How does the financial aid allocation mechanism affect student behavior? We provide a framework for quantifying the impact of financial aid on student debt, academic capital, and labor market outcomes. We specify and estimate a dynamic discrete choice model of simultaneous education, work, and student loan take-up decisions.

We use administrative panel data and exploit exogenous variation from the 2001 Swedish Study Aid reform to estimate the model. The reform reduced the cost of working while enrolled, resulting in a 14 percentage points increase in students working during the academic year. The reform also increased (decreased) the cost of borrowing for low (high) earners. This decreased the share of low expected earners not taking up student loans by 2 percentage points, and increased the share of high expected earners taking up the full loan by 2 percentage points.
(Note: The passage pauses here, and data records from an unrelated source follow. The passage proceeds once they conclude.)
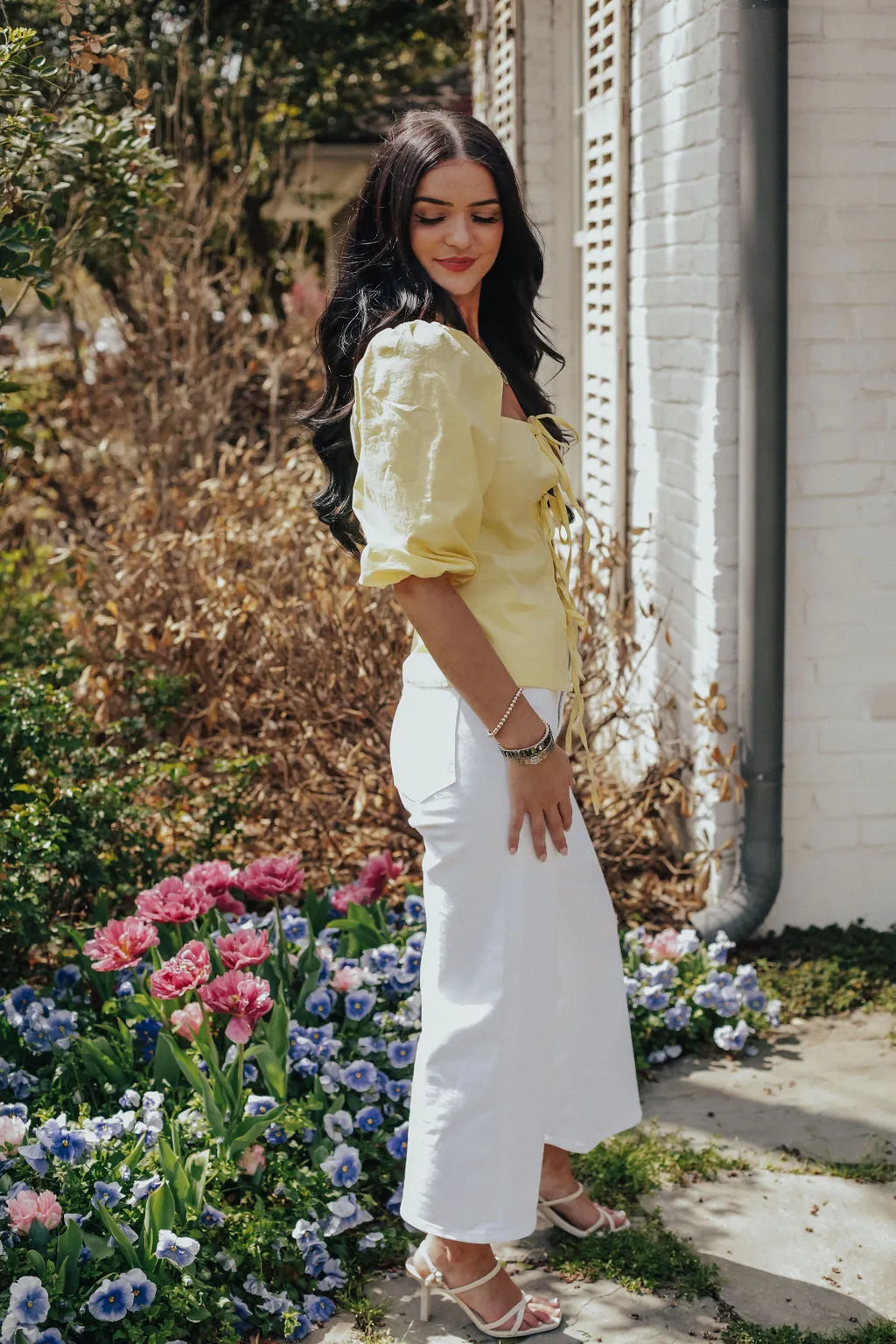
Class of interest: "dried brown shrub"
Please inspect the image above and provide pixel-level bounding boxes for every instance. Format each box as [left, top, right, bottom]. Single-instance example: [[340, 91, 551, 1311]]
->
[[0, 171, 719, 925]]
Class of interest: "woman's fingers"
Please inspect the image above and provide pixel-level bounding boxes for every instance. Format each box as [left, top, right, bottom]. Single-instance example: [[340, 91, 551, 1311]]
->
[[529, 808, 548, 859], [508, 804, 525, 853], [544, 808, 567, 853]]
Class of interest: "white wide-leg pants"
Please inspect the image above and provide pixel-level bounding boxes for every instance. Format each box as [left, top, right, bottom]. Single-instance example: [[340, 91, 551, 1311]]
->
[[391, 684, 640, 1242]]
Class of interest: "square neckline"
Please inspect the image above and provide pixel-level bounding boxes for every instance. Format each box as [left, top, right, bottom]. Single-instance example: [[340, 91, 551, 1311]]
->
[[435, 323, 532, 430]]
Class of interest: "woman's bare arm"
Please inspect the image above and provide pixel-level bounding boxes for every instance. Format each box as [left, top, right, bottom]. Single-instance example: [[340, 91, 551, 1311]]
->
[[392, 575, 572, 859]]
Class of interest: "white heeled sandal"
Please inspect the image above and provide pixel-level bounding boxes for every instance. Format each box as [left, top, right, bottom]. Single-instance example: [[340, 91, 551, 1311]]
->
[[539, 1186, 632, 1236], [404, 1244, 563, 1340]]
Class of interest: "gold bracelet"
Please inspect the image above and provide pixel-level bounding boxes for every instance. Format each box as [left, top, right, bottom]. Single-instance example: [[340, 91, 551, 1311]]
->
[[485, 685, 522, 738]]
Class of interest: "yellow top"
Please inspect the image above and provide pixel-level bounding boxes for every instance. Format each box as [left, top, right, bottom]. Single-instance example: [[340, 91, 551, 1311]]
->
[[351, 320, 597, 807]]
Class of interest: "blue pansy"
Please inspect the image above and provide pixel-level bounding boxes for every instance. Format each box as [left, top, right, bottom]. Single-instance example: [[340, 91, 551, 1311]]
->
[[199, 1203, 224, 1227], [354, 1106, 383, 1134], [90, 1180, 121, 1208], [386, 1121, 409, 1157], [52, 965, 80, 995], [35, 1119, 88, 1163], [88, 1278, 135, 1321], [121, 1269, 156, 1312], [304, 989, 333, 1020], [156, 1227, 199, 1269], [339, 1059, 379, 1091], [129, 1173, 161, 1204], [321, 1144, 361, 1188], [243, 1093, 276, 1116], [291, 1218, 322, 1253], [302, 1242, 329, 1278], [324, 1110, 354, 1144], [690, 983, 720, 1008], [4, 1274, 50, 1334], [346, 989, 376, 1021], [386, 1040, 416, 1068], [716, 985, 740, 1018], [10, 985, 38, 1012], [319, 1256, 348, 1289], [302, 1293, 336, 1325], [18, 1144, 50, 1176]]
The estimated model enables ex-ante evaluation of various changes to financial aid packages. We find that front-loading debt repayment – by increasing income-contingency or shortening the loan repayment period – reduces debt and lowers academic capital accumulation as students finance more of the college cost by working and less by taking-up loans. Income-contingency of repayments exhibits and elasticity of -0.72 for debt and -0.14 for income at exit, but is marginally decreasing. Changing the grant/loan composition of aid has little impact on human capital accumulation, but large impacts on student debt. This means that the government largely can decide who bears the college cost without affecting human capital accumulation.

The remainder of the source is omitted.